Najpierw Śnieżka, potem BZ WBK, wreszcie Compensa - sponsorzy wycofują się ze wspierania polskiej piłkarskiej reprezentacji! Jeszcze dwa miesiące temu sytuacja wydawała się niemal nieprawdopodobna, ale dziś nic już nie jest takie samo.Dwa miesiące temu, każdy chciał być z PZPN'em, każdy chciał się ogrzać w blasku "naszych chłopaków". Co więc się zmieniło?

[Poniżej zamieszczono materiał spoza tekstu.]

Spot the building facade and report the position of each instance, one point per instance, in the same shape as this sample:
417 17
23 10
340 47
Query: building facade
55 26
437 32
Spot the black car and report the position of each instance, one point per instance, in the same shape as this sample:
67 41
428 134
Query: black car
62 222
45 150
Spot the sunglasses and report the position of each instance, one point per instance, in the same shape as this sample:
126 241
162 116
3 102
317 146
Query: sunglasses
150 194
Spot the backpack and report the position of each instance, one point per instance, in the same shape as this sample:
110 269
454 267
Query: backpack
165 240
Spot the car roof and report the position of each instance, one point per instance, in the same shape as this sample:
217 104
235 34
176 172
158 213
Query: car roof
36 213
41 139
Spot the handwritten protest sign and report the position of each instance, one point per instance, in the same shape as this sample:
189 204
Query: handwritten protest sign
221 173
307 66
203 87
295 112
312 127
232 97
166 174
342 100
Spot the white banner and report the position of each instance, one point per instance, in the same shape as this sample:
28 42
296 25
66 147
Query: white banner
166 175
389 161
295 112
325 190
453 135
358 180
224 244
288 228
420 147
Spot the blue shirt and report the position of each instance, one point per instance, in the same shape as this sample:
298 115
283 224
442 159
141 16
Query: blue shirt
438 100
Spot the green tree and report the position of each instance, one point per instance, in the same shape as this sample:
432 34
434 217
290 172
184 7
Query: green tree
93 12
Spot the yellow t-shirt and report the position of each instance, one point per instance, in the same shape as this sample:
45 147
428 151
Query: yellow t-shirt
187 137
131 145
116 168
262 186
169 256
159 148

Najprościej powiedzieć - wyniki. Przegrane w strasznym stylu eliminacje, w efekcie żenujący sposób rozstania się z niedawno jeszcze wielbionym trenerem oraz zatrudnienie w jego miejsce człowieka, który do nowej roli nie miał chyba żadnych predyspozycji. Ale ten scenariusz przerabiamy przecież nie pierwszy raz. Mieliśmy już trenera bez doświadczenia (Boniek), wyniki najoględniej rzecz ujmująć poniżej krytyki ( Finlandia, Łotwa) i przegrane już na półmetku eliminacje (ME 2004). I co? I nic. Sponsorzy "trwali" przy kadrze.

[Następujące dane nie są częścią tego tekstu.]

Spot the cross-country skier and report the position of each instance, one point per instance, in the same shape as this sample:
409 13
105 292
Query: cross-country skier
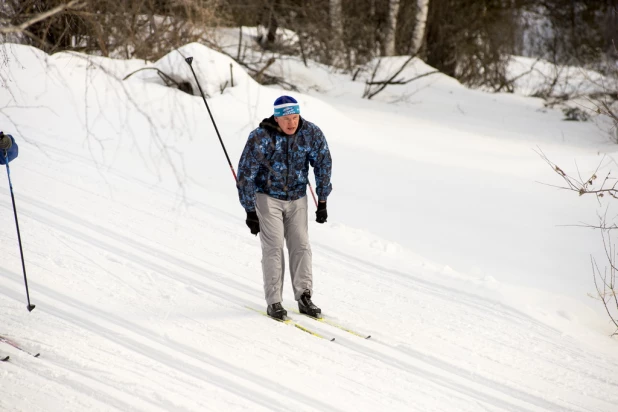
8 148
273 174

Może zatem powszechna niechęć wobez PZPNu - od zawsze przecież na stadionach królują przyśpiewki poświęcone Centrali. Opluwani byli działacze, zawsze znalazło się miłe słowo dla Michała Listkiewicza, a wcześniej Mariana Dziurowicza. Bluzgani byli za sędziów, za aferki, za brak wyników i kretyńskie przepisy. I co? I nic... PZPN trwał, a sponsorzy przy nim.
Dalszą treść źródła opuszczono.